BRUGADA-SYNDROOM, EEN STORING IN HET ELEKTRISCHE SYSTEEM VAN HET HART

Het waren de broers Pedro en Josep Brugada die in 1992 een genetische aandoening (BrS) identificeerden waarbij het elektrische systeem van het hart betrokken was, met een prevalentie van 1/2000 tot 1/5000 personen.

Het beïnvloedt structuren op het oppervlak van hartcellen - de ionenkanalen - waardoor ionen (natrium, kalium, magnesium en calcium) de cel verlaten en binnenkomen.

Het slecht functioneren van deze structuren zorgt voor onevenwichtigheden in elektrische activiteit die het risico op mogelijk fatale aritmieën vergroten.

De ziekte komt vooral voor bij jonge volwassenen, omdat testosteron de ziekte lijkt te versterken.

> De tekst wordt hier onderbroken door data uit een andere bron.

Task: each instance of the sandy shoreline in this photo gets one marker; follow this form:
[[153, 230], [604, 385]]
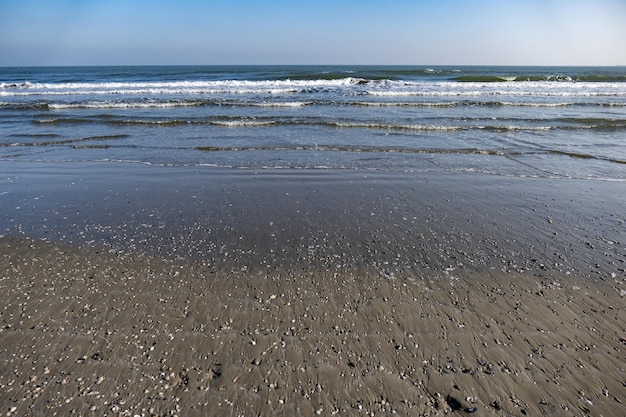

De diagnose is gebaseerd op elektrocardiogram (ECG) positiviteit van specifieke hartkenmerken, een typisch patroon dat kan worden vastgesteld, intermitterend of veroorzaakt door medicatie of koorts boven 38°.

Slechts in 40% van de gevallen wordt een eigenaardige genetische mutatie geïdentificeerd, omdat tot op heden slechts enkele genen verantwoordelijk zijn voor het syndroom.

Het meest betrokken gen is SCN5A, dat codeert voor het eiwit dat het natriumionkanaal vormt.

HET RISICO VAN PLOTSELINGE DOOD VEROORZAAKT DOOR HET BRUGADA-SYNDROOM

Het Brugada-syndroom is verantwoordelijk voor ongeveer 5% van alle plotselinge sterfgevallen bij volwassenen (ouder dan 18 jaar) en treedt op tijdens slaap of rust.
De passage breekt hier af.